1942 schlossen sich die Kärntner Widerstandskämpfer in der Osvobodilna Fronta (OF) zusammen, um gegen das national­sozialistische Regime zu kämpfen. Anfangs waren die Wider­standskämpfer noch zu schwach für bewaffnete Aktionen und beschränkten sich auf Propagandatätigkeit.

„Das Hitlerreich geht der unvermeidlichen Niederlage entgegen, der Sieg der vereinigten freiheitsliebenden Völker ist nahe. Niemals wurden wir, unsere Kinder und Frauen so schamlos ausgebeutet und ausgesaugt, als heute durch die deutschfaschistischen Monopolherren im Hitlerreich. Niemals hat es ein reaktionäreres, betrügeri­scheres und grausameres Regime gegeben als das, das der deutsche Faschismus über uns errichtet hat!“

hieß es in einem Flugblatt, das an die slowenische und die deutschsprachige Zivilbevölkerung, aber auch an deutsche Sol­daten verteilt wurde. Bald schlossen sich immer mehr An­gehörige der Deutschen Wehr­macht, die von ih­rem Heimatur­laub nicht mehr an die Front zurückkehr­ten, der Bewegung an. Durch Überfälle auf die Faschisten gelang es ihnen, Nahrungs­mittel, Kleidung und Waffen zu requirieren.

Da aufgrund der Überlegenheit des Gegners Schlachten mit hohen Verlusten vermieden werden mussten, waren der Hinterhalt und der Nachtkampf eine häufige und notwendige Kampfform. Von den Ort­sausschüssen wurden die praktische und theo­retische Ausbil­dung und eine medizinische Versorgung organi­siert, man rich­tete sogar Partisanenkrankenhäuser ein. Die Ver­wundeten mussten oft auf beschwerlichen Bergwegen über Fel­sen dorthin gebracht werden. Um sich vor Spitzeln zu schüt­zen, wurde jeder Frei­willige einer strengen Un­tersuchung unter­zogen. Es gelang sogar, eine effektive Drucke­rei zur Herstellung von Flugblät­tern und Broschüren einzurich­ten. Auch junge Mädchen und Frauen schlossen sich der Bewe­gung an, sie orga­nisierten Munition, Nahrung, Medikamente, Ver­bandszeug und andere für die Wi­derstandskämpfer unent­behrli­che Dinge und ar­beiteten als Botinnen und Sanitäte­rinnen mit den Parti­sanen in den Wäldern.

Die Unterstützung der Be­völkerung war den Widerstandskämp­fern sicher.

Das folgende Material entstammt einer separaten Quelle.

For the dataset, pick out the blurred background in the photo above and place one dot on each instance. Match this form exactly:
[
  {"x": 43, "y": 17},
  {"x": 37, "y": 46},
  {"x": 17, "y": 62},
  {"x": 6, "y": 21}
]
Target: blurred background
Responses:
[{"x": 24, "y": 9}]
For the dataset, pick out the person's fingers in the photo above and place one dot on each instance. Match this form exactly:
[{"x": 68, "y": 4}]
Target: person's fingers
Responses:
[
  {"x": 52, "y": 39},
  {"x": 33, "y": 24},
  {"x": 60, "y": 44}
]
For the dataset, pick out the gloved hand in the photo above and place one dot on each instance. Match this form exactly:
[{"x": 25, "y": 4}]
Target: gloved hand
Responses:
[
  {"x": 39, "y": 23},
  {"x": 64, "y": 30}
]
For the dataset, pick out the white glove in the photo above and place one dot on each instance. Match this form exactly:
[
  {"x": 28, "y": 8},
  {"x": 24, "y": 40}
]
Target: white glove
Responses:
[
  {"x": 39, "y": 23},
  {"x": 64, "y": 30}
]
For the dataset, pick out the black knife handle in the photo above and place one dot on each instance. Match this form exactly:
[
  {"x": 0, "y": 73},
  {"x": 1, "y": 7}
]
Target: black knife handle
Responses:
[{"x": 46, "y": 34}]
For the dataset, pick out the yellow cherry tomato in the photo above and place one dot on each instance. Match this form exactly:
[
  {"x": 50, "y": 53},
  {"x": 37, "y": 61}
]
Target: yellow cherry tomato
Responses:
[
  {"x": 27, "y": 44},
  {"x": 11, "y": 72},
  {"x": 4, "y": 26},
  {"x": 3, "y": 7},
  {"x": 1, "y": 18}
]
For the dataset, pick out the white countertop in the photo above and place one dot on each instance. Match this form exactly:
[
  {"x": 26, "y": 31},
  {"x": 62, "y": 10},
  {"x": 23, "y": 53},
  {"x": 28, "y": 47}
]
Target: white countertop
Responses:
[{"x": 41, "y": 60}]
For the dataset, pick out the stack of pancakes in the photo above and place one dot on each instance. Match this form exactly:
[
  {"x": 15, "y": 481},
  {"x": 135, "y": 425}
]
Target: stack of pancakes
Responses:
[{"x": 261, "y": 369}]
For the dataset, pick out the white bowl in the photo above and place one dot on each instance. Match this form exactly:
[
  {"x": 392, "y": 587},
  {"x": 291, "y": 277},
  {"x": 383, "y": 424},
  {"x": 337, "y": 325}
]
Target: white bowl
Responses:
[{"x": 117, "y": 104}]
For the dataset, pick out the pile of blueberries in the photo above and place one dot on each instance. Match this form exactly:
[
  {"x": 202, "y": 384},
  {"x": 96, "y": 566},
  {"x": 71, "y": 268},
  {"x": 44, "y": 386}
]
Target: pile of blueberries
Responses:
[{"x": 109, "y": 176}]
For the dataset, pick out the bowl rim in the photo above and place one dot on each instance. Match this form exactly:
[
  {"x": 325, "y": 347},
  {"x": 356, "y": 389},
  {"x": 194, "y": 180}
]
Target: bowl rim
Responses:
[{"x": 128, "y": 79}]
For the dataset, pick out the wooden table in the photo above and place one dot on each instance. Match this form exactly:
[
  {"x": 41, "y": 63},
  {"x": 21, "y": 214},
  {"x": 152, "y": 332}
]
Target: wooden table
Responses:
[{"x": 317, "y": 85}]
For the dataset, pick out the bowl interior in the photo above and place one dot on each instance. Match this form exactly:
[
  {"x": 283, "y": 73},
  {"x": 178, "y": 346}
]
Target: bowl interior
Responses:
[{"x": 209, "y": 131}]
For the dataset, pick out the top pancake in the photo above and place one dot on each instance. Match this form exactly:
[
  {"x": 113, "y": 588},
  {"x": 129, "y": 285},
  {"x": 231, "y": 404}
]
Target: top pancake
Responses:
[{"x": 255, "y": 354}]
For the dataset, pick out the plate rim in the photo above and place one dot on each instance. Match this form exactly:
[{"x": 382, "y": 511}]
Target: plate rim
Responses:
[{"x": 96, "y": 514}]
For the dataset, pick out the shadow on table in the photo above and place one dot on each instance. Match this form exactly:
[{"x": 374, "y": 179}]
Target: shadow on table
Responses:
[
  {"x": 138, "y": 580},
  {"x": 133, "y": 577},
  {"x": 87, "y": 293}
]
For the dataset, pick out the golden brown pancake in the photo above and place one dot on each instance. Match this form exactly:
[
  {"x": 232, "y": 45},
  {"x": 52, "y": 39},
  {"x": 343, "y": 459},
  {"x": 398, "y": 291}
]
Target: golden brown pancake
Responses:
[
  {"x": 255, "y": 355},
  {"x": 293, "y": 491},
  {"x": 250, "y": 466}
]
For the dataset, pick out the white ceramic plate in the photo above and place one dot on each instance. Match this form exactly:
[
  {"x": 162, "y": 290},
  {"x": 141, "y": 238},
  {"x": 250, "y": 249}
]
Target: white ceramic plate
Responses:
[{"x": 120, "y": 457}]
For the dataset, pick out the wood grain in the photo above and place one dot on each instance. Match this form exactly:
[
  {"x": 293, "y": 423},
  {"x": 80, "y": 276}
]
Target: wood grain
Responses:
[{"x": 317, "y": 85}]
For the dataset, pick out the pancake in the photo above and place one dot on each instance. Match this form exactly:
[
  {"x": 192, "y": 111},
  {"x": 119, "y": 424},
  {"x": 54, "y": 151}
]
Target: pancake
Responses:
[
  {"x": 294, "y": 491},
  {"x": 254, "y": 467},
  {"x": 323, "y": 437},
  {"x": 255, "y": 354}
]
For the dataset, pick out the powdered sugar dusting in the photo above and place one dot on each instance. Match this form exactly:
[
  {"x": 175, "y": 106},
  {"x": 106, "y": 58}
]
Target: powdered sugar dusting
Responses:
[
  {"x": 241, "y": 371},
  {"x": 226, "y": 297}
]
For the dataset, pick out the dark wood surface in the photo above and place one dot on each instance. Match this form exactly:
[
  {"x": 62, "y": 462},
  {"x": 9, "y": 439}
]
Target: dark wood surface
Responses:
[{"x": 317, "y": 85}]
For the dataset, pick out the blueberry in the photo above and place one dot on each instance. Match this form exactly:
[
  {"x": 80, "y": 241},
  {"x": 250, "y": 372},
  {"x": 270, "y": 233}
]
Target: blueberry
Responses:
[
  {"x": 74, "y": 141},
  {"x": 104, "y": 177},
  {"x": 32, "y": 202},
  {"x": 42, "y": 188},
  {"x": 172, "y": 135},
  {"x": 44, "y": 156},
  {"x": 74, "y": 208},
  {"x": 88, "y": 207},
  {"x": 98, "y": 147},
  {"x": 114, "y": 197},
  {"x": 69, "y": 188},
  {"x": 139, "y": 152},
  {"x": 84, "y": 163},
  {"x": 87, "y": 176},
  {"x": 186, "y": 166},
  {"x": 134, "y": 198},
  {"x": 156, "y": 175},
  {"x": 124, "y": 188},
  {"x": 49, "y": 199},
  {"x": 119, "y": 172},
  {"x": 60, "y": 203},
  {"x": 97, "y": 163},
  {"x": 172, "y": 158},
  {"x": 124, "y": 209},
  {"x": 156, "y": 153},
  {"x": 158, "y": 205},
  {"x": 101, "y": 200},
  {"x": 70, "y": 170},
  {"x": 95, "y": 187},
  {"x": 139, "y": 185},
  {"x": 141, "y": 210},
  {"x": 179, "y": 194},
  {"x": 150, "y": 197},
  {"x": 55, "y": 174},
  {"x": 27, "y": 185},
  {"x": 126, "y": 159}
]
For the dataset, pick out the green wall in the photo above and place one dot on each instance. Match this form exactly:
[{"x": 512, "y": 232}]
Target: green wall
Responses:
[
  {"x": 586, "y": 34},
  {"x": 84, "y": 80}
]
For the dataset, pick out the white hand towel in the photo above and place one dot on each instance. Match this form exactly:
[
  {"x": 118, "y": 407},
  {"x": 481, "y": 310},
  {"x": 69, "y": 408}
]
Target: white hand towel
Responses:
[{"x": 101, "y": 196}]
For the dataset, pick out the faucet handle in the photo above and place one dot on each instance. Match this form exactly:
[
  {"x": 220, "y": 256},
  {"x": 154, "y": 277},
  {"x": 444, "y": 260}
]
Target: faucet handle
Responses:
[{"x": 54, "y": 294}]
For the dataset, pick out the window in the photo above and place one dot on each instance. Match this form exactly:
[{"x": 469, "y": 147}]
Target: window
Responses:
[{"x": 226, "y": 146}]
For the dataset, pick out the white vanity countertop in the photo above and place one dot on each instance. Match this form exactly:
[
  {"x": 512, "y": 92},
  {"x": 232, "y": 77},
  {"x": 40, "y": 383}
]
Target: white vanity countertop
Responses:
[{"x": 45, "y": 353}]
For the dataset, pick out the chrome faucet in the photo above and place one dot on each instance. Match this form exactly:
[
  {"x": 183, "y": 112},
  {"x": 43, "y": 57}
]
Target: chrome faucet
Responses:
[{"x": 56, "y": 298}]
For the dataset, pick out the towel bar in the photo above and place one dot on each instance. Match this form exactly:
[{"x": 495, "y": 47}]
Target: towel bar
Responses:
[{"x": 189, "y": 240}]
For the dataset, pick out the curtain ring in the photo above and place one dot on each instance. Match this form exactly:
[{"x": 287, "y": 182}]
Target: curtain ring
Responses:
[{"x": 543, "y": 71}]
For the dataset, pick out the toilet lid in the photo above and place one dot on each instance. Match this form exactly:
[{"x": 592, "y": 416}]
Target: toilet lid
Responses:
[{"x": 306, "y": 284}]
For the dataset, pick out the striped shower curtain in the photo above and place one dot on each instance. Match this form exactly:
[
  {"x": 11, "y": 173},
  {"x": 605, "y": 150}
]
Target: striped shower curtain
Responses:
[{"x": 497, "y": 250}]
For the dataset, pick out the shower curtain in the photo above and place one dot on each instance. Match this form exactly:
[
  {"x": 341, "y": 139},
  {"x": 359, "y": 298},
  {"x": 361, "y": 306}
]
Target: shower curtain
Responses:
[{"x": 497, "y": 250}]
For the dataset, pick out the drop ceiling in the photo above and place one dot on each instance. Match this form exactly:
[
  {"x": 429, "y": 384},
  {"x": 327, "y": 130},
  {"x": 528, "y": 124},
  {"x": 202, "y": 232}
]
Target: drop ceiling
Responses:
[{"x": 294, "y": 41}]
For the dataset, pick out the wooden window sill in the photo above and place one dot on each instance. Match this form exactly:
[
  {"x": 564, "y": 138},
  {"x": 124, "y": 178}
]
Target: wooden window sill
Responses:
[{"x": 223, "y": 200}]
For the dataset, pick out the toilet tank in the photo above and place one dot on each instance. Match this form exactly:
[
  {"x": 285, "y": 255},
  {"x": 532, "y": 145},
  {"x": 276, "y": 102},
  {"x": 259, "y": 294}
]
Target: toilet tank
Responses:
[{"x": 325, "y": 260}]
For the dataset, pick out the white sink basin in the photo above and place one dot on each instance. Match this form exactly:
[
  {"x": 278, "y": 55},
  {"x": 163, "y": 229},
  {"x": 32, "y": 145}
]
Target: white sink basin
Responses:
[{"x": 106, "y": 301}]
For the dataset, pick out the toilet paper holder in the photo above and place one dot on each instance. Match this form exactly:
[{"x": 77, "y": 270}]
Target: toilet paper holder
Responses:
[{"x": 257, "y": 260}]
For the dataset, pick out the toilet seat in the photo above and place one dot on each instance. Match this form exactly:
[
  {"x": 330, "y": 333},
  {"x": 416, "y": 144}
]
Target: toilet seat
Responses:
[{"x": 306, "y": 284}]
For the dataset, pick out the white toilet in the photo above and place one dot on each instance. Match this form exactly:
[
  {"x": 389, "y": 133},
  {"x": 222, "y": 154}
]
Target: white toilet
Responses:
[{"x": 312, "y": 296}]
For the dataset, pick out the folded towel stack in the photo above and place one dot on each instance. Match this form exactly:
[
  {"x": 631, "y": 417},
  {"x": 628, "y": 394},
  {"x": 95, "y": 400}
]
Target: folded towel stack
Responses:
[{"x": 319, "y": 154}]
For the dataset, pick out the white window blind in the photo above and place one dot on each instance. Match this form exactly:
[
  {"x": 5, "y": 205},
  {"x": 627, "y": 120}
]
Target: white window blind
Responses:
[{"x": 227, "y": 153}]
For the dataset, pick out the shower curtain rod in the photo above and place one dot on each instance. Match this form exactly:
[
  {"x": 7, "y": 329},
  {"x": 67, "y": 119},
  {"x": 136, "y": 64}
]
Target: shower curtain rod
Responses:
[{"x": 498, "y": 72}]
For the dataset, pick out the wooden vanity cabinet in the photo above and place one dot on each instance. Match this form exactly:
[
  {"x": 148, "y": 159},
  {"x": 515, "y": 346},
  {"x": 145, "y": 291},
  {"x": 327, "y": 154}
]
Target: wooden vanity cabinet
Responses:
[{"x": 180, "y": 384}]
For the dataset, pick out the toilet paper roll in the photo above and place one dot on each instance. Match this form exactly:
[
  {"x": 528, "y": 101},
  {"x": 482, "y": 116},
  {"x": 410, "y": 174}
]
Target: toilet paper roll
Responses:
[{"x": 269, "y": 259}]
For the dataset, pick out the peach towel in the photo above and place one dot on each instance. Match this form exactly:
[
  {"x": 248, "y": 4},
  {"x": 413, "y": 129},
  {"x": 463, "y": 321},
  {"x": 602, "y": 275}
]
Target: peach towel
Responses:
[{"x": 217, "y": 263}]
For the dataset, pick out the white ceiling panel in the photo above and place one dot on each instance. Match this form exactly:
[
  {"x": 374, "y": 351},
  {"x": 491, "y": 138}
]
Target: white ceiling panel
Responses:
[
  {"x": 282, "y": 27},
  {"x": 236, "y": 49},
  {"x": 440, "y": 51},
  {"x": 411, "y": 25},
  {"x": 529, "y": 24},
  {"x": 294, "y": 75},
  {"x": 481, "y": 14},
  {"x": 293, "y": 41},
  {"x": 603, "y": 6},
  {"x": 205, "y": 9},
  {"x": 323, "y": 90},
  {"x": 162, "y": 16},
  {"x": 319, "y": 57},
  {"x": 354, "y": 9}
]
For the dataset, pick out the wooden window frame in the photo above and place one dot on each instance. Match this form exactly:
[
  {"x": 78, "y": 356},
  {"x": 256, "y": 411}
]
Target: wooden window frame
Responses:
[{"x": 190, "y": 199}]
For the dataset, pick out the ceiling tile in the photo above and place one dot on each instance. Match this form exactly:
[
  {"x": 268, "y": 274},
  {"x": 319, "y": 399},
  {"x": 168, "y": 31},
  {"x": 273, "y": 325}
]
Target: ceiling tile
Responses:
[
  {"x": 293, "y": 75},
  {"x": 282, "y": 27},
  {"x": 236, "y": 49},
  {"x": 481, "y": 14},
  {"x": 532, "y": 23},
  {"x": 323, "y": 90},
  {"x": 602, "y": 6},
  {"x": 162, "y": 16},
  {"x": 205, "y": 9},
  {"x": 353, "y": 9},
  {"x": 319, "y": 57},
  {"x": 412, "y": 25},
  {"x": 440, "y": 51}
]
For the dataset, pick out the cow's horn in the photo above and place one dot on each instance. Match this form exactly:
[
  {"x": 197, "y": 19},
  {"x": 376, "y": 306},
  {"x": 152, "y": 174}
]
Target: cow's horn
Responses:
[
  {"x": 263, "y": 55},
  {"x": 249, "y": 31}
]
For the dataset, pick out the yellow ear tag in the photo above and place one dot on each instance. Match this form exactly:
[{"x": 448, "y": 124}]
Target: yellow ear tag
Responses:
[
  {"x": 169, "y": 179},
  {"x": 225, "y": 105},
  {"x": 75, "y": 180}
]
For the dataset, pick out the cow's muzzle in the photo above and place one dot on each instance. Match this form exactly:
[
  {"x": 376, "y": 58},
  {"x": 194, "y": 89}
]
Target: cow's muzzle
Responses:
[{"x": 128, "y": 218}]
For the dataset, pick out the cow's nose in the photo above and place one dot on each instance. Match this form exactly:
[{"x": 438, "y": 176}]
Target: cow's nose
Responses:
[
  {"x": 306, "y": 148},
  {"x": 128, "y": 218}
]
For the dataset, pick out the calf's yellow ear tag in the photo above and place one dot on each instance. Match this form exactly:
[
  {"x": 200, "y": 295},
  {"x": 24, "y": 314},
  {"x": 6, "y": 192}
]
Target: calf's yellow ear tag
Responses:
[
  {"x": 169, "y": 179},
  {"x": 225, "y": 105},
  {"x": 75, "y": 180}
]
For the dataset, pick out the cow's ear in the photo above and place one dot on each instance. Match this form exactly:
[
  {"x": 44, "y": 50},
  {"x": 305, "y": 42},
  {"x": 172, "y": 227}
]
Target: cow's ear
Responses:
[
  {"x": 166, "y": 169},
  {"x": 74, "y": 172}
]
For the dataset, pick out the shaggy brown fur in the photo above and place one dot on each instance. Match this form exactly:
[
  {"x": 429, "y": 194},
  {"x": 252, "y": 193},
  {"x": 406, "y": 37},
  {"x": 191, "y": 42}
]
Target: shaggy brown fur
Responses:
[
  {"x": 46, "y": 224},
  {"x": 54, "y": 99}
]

Das Risiko war groß. Nicht nur die Partisanen selbst, auch angebliche oder tatsächliche Unter­stützer und Angehörige wurden von den Nazis verhaftet, miss­handelt und ermordet. Um die Gefahr der Bestrafung von Ange­hö­rigen zu verringern, wur­den vor Zeugen Zwangsrekrutierungen durchgeführt. Verletzte, die keine Chance hatten, ein Krankenhaus zu erreichen, erschos­sen sich lieber selbst, als den Nazis in die Hände zu fallen. Doch trotz Folter, Exekutionen und Einweisungen ins KZ weitete sich der Widerstand aus und hielt bis zum Kriegsende an.

Nach dem Krieg

Als die KZ-Überlebenden und Ausgesiedelten heimkehr­ten, war die Enttäuschung groß. Obwohl die slowenischen Partisanenkämpfer als größte Bewegung des österreichischen Widerstands einen nicht zu unterschätzenden Beitrag zum Sieg gegen den Nationalsozia­lismus geleistet haben, wurden sie nicht mit Respekt und offenen Armen aufge­nommen, sondern sogar von Vertretern der Re­gierungsparteien als „Verräter“ gebrandmarkt. Die Wiedergut­machungskommissionen sprachen den geschädigten Slowenen nur geringe Beträge zu, mit denen der tatsächliche Scha­den kaum abgedeckt werden konnte. Noch unzureichender wa­ren die Haftentschädigungen, die vielen sogar gänzlich verwehrt wurden. Die enteigneten Bauernhöfe wurden nur zögerlich zu­rückgegeben oder befanden sich in einem desolaten Zustand. Dagegen wurde ein Großteil der nati­onalsozialistischen Verbre­cher amnestiert, ihre Bezüge nachgezahlt und ihre Dienstzeiten im NS-Staat voll angerechnet. Die Aufstellung zweisprachiger Ortstafeln - die erst 1972 von der SPÖ-Alleinregierung unter Kreisky beschlossen werden konnte - und der Slowenischunter­richt in den Schulen werden bis heute behindert. Dass noch heute Zweisprachigkeit und Volksgruppenkultur nicht als Berei­cherung anstatt als Bedrohung gesehen werden, ist für Kärnten und für Österreich beschämend.

Quellen: Martin Bolkovac, Die slowenischen Partisanen in Kärnten; Dokumentationsarchiv des österreichischen Widerstands; Die Vertreibung der Kärntner Slowenen/ Pre­gon koroških Slovencev 1942/2002. Klagenfurt/Celovec 2002.